When all other means fail, arm-twisting is an option for the mighty. This may well be the thought behind US drug major Pfizer’s recent plea to the US Government — to review “all available policy tools’’ to push India to better protect intellectual property of American companies.

India’s refusal to buckle under pressure from the US and EU after issuing its first compulsory licence last year to Hyderabad-based company Natco has global drug companies worried. The licence was given for selling a generic or copied version of Bayer’s anti-cancer drug Nexavar.

Natco was allowed by the Indian Patent Office to sell the copied version of Nexavar at Rs 8,800 for a month’s treatment, compared with Bayer’s version priced at Rs 2.8 lakh, making treatment affordable to thousands of patients afflicted by kidney cancer.

HEARTBURN AMONG MNCS

The fact that the country is now examining requests for compulsory licences — permits issued for producing copied versions of patented medicines without consent of the patent holder — for more life-saving drugs has only led to more heartburn for multinationals.

They are trying to deal with patent expiry worth an estimated $150 billion between 2010 and 2017.

India’s firm stand on not allowing patents on new versions of old drugs, where changes are just cosmetic, has already created much bitterness among global pharma biggies. Pfizer recently had to bear the brunt of the country’s stringent rules when its patent for cancer drug Sutent (sunitinib) was revoked by India’s patent office; it was seen as being not inventive.

So, it is not surprising that Pfizer chose to urge the US Government to use pressure tactics on India.

At a Congressional hearing discussing renewal of a duty-free access scheme, of which India is a major beneficiary, Pfizer urged that pressure be brought upon India to tighten intellectual property protection.

The Generalised System of Preferences scheme, which allows certain labour-intensive products from developing countries to be imported duty-free into the US, subject to a number of conditions, is set to expire in July this year.

But can the US actually threaten India with withdrawal of duty-free benefits, if it refuses to tighten its intellectual property regime in line with the US demand?

It seems highly unlikely, as the benefits that India gets through the GSP scheme are insignificant compared with what it can achieve by issuing compulsory licences.

However, this does bring to light the limited options before the US and the EU, to make India change its intellectual property rules.

Pfizer, no doubt, has alleged that India has “routinely flouted trade rules’’ to encourage its own generic industry at the cost of patent holding companies — but the million-dollar question is whether trade rules have been actually flouted. The answer to that question is a simple ‘no’.

TRIPS PACT AND AFTER

The Trips Agreement — the multilateral pact on intellectual property under the World Trade Organisation that was almost forced down India’s throat in 1995 — prompted India to move to a product patent regime from a process patent regime within ten years.

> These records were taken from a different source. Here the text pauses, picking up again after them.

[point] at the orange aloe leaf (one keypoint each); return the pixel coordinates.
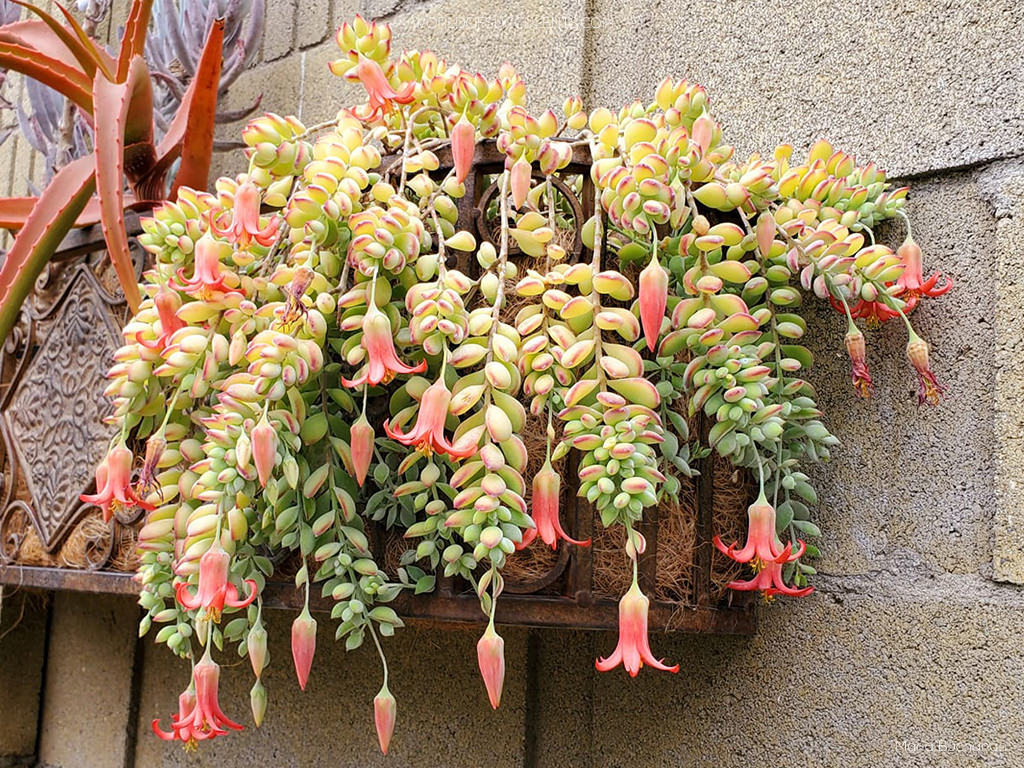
(133, 41)
(48, 71)
(190, 132)
(15, 211)
(74, 38)
(113, 101)
(51, 218)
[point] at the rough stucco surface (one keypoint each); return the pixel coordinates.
(23, 630)
(908, 652)
(916, 85)
(87, 696)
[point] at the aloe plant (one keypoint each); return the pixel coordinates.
(116, 96)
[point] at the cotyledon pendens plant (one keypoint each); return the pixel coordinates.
(320, 344)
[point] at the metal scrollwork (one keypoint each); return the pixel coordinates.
(52, 373)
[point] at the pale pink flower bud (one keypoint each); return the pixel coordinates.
(653, 299)
(520, 176)
(264, 446)
(633, 650)
(256, 645)
(361, 443)
(463, 144)
(303, 645)
(385, 710)
(257, 700)
(547, 486)
(491, 656)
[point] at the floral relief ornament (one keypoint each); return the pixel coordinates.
(310, 332)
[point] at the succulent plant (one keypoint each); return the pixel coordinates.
(321, 344)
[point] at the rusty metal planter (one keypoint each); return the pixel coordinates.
(51, 409)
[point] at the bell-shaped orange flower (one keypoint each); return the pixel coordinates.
(379, 90)
(167, 303)
(209, 279)
(215, 591)
(912, 281)
(382, 363)
(241, 224)
(114, 489)
(633, 650)
(385, 711)
(764, 553)
(428, 433)
(204, 719)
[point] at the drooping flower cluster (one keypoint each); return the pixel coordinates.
(324, 331)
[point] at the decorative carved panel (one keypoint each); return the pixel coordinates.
(52, 410)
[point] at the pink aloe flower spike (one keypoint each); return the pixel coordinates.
(929, 389)
(361, 444)
(385, 711)
(215, 591)
(382, 364)
(858, 360)
(303, 645)
(653, 298)
(633, 650)
(114, 491)
(463, 144)
(244, 227)
(547, 485)
(379, 90)
(428, 434)
(491, 657)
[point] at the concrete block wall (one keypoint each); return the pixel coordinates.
(907, 654)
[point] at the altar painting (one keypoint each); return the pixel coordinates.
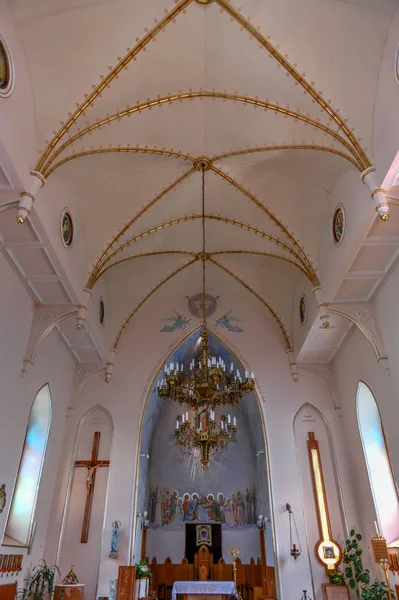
(169, 508)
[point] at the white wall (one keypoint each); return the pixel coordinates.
(135, 366)
(356, 361)
(16, 397)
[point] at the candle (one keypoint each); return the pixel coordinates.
(376, 527)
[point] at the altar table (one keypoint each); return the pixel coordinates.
(198, 590)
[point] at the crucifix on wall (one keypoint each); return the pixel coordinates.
(91, 466)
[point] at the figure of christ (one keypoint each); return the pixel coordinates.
(89, 478)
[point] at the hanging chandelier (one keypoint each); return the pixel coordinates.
(209, 381)
(204, 434)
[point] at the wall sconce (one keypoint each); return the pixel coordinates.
(261, 522)
(145, 522)
(295, 548)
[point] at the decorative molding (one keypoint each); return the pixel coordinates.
(45, 318)
(140, 304)
(104, 257)
(298, 77)
(107, 80)
(83, 372)
(304, 260)
(192, 95)
(184, 219)
(265, 304)
(371, 330)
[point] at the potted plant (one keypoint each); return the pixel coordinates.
(143, 578)
(40, 583)
(356, 576)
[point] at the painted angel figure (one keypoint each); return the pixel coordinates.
(226, 321)
(179, 322)
(115, 535)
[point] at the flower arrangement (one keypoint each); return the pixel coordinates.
(143, 570)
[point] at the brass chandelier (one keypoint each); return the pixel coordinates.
(207, 383)
(204, 434)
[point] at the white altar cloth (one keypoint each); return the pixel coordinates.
(203, 587)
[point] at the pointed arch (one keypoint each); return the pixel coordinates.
(381, 477)
(22, 508)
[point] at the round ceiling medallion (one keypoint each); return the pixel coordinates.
(67, 228)
(6, 69)
(202, 163)
(338, 225)
(303, 309)
(101, 311)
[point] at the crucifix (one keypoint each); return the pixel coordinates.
(91, 466)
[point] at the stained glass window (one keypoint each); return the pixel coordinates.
(23, 502)
(382, 482)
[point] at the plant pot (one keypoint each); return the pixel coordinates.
(142, 588)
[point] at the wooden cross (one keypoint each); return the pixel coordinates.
(91, 466)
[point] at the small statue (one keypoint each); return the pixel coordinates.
(115, 535)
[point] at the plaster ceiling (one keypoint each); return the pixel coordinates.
(279, 96)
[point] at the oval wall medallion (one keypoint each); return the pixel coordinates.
(6, 69)
(67, 228)
(303, 309)
(101, 311)
(338, 225)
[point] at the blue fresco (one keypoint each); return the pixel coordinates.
(227, 321)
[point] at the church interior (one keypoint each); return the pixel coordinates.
(199, 282)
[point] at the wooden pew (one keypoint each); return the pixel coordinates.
(8, 591)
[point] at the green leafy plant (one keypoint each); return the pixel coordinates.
(355, 575)
(40, 584)
(143, 570)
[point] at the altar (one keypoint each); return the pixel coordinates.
(199, 590)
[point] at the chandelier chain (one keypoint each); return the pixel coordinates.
(203, 250)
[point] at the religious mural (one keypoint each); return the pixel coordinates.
(196, 307)
(167, 507)
(227, 320)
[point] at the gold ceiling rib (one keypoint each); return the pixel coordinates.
(191, 95)
(144, 255)
(277, 148)
(223, 268)
(183, 156)
(140, 304)
(96, 275)
(122, 64)
(258, 253)
(122, 149)
(104, 258)
(304, 259)
(247, 287)
(300, 79)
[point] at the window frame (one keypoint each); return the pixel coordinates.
(7, 539)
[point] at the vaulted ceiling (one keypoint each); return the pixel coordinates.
(278, 96)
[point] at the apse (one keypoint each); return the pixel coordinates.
(176, 492)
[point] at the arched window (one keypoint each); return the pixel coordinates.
(22, 509)
(382, 481)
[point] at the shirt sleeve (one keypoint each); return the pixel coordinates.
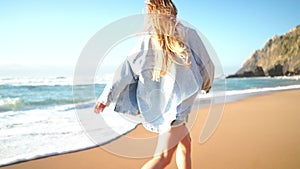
(123, 76)
(203, 60)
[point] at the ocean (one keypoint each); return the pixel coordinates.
(38, 115)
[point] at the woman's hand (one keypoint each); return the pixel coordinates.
(99, 107)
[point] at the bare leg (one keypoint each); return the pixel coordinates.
(183, 153)
(167, 144)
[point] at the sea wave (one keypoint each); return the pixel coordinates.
(8, 104)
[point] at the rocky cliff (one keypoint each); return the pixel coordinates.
(280, 56)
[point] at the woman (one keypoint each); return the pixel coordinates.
(161, 82)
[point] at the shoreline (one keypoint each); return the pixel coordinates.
(200, 119)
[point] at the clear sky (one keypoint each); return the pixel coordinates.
(46, 37)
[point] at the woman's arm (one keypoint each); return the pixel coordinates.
(206, 66)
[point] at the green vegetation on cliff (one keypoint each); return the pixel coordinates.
(280, 56)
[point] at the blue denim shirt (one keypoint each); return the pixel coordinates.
(159, 103)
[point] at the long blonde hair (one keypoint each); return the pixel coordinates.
(167, 38)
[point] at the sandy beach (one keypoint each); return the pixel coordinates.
(261, 132)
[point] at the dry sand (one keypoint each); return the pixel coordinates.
(261, 132)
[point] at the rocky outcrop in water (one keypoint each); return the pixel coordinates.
(279, 57)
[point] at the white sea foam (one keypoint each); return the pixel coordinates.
(26, 135)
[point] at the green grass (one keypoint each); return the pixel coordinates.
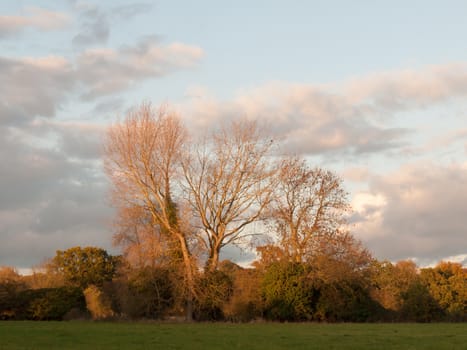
(89, 335)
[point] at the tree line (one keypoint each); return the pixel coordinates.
(181, 200)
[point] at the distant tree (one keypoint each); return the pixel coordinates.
(288, 292)
(229, 184)
(447, 284)
(308, 208)
(85, 266)
(391, 282)
(142, 155)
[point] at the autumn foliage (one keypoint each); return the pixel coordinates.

India came up with a new Indian Patent Act in 2005 that was in sync with its commitment under Trips and tightened the patents law in the country by protecting not just the process through which a new product was created but the product itself.

This meant that other companies could not use a different method to create a similar product for which a patent had been granted during the life time of the patent.

But India and other developing countries also managed to extract some flexibilities within Trips. Having the authority to issue compulsory licences to generic manufacturers for producing copies of patented medicines in a situation of national emergency was one such concession.

The Trips & Public Health Agreement further allows countries that do not have manufacturing capacities to issue compulsory licences to drug companies in another country to manufacture generic versions of patented medicines.

Through intense negotiations India was also able to get the flexibility of not granting patents in a way that it would lead to ‘ever-greening’.

So there is nothing underhand about India issuing compulsory licences for cancer drugs. Neither is it against Trips norms to revoke patents, if it is established that there is nothing novel about a new drug.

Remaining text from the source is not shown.